The disadvantage of this scheme is that if you repeatedly insert entries
in the "same place" in the sort order, you halve the available range
each time, so you'd run out of room after order-of-fifty halvings.
The values would eventually differ by only one unit in the last place,
so it'd not be possible to insert another value that would still be
distinguishable in the sort order. Is that an acceptable restriction?
(If you did run into this, you could manually reassign enumsortorder
values to get out of it, without having to dump-and-reload; but you'd
have to beware of the same race condition as above.) Of course adding
new values at the start or end of the enum's list wouldn't have that
restriction.

Thoughts?

regards, tom lane


From: Josh Berkus <josh(at)agliodbs(dot)com>
To: pgsql-hackers(at)postgresql(dot)org
Subject: Re: WIP: extensible enums
Date: 2010-10-23 23:21:42
Message-ID: 4CC36E06.3000409@agliodbs.com
Views: Raw Message | Whole Thread | Download mbox | Resend email
Lists: pgsql-hackers


> The disadvantage of this scheme is that if you repeatedly insert entries
> in the "same place" in the sort order, you halve the available range
> each time, so you'd run out of room after order-of-fifty halvings.

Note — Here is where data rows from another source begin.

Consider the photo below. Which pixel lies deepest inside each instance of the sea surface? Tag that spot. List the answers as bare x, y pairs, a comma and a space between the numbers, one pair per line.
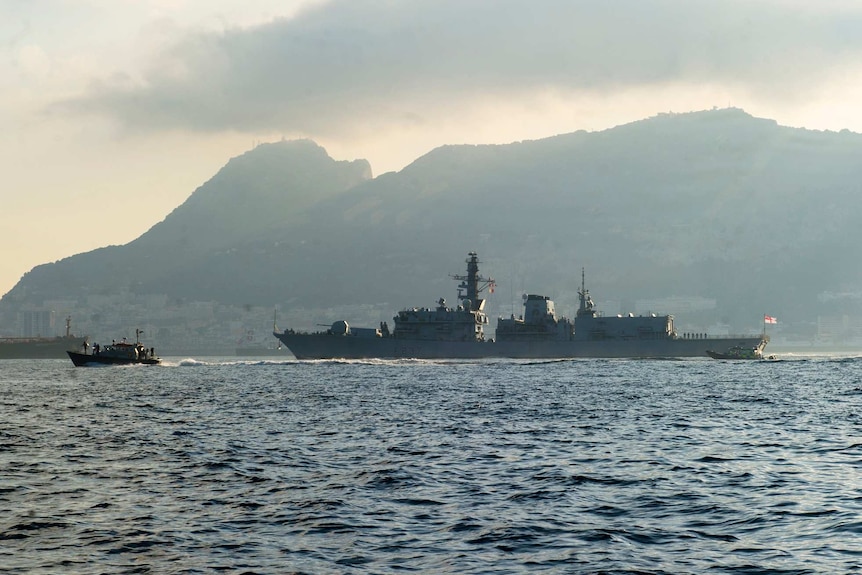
223, 465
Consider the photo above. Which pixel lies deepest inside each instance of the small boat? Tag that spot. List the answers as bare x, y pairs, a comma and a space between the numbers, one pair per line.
118, 353
737, 352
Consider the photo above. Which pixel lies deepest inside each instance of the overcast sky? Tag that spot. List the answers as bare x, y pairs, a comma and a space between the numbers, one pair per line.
114, 111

This is not a real issue. If anyone is using an ENUM with 1000 values
in it, they're doing it wrong. However, we'd have to present an
intelligible error message in that case.

The float method would also have a couple other issues:

(1) larger value for the enum order, so more RAM. Do we care?
(2) would need to create a view which hid the floats from admins who
just want to look at the enum ordering.

--
-- Josh Berkus
PostgreSQL Experts Inc.
http://www.pgexperts.com


From: Tom Lane <tgl(at)sss(dot)pgh(dot)pa(dot)us>
To: Josh Berkus <josh(at)agliodbs(dot)com>
Cc: pgsql-hackers(at)postgresql(dot)org
Subject: Re: WIP: extensible enums
Date: 2010-10-23 23:29:14
Message-ID: 10815.1287876554@sss.pgh.pa.us
Views: Raw Message | Whole Thread | Download mbox | Resend email
Lists: pgsql-hackers

Josh Berkus <josh(at)agliodbs(dot)com> writes:
>> The disadvantage of this scheme is that if you repeatedly insert entries
>> in the "same place" in the sort order, you halve the available range
>> each time, so you'd run out of room after order-of-fifty halvings.

> This is not a real issue. If anyone is using an ENUM with 1000 values
> in it, they're doing it wrong. However, we'd have to present an
> intelligible error message in that case.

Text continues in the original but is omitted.